Placing a candidate shouldn't be the end of the relationshipPosted 11 months ago by Nick Boulton

Building relationships with potential candidates is important, but what about after you found them a job? Client Server Director Nick Boulton explains the benefits of staying in touch with candidates that have already been placed.

Would you fancy having a continuous flow of live jobs and new clients while never doing a cold call again? Well, the key is to stay in touch with your placed candidates.

It baffles me how some consultants will not maintain an open communication channel with candidates they have placed. You have helped these people by finding them a better job, an increase in pay, and an improved work-life balance—why would you not want to stay in contact?

On average, a good consultant, without resources, should place 16–24 candidates a year. Assuming you stay in recruitment for 3–5 years, you should have about 80 placed candidates (20 candidates a year x 4 years).
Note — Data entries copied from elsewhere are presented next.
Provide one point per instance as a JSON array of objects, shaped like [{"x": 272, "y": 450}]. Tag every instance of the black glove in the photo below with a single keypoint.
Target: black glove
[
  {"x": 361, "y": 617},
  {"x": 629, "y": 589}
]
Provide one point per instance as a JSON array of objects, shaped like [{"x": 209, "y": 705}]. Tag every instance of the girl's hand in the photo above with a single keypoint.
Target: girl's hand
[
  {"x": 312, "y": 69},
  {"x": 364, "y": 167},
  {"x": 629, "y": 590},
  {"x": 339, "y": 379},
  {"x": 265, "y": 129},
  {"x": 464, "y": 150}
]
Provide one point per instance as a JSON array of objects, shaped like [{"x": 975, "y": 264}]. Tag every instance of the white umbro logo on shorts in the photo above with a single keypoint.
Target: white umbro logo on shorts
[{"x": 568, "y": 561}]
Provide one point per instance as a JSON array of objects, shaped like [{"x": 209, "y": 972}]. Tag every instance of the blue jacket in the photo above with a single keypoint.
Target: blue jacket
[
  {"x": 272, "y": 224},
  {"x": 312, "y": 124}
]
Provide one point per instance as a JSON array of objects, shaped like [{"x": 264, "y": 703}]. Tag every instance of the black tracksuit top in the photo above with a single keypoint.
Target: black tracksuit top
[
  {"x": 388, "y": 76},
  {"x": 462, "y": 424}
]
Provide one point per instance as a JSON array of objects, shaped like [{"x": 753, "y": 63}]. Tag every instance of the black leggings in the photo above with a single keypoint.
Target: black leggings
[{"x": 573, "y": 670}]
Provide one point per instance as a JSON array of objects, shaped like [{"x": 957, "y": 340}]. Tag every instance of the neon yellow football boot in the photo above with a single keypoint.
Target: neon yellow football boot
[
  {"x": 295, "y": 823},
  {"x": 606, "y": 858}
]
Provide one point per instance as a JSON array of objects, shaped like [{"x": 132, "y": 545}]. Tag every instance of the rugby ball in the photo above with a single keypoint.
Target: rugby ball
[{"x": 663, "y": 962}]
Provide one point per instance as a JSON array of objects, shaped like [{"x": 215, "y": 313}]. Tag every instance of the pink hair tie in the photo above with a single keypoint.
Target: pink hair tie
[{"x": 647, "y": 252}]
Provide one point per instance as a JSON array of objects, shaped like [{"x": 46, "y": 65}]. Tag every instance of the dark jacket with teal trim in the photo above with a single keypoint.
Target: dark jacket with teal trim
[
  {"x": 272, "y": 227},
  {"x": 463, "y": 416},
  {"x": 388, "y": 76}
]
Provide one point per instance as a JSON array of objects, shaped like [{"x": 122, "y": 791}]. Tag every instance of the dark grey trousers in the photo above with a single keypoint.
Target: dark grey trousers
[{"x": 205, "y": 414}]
Also, most candidates tend to change roles every two years, so if you did a great job of building that relationship with them, you have an opportunity to double your placements to 160!

The responsibility to build a relationship with their candidates is on the consultant. Without a strong relationship, it turns into a vicious cycle of mistrust. This cycle leads to uncommitted candidates and unsatisfied clients still with a role to fill.

Recruitment tends to get treated as a transaction. The consultants place their candidate, collect the commission cheque, and move on. This mindset leads consultants to forget they are dealing with people's lives.

A reason these relationships fall apart is that people don’t do what they say they will. If you say you will call back in 20 minutes, do it. If the job is not suitable for the candidate, tell them.

For candidates, if you say you will complete a technical test by tomorrow, do it. If you cannot take the test, tell them why. Just be honest with your consultant, and say you have found another job or are not interested.

For consultants, you need to respect what the candidate wants. If they are not interested, then respect their wishes. There could be two reasons why they don't want the opportunity:

1. They are not interested in the role.
2. You didn't do a good enough job selling the role.

Either way, learn from the experience and improve.

Unfortunately, the industry is filled with unmotivated recruiters just in it for a quick buck, unaware of what it means to be good at the job. But, if you look at the most successful recruitment consultants, they have candidates and clients eating out the palm of their hands. How? Because they learned the importance of keeping relationships with their placed candidates.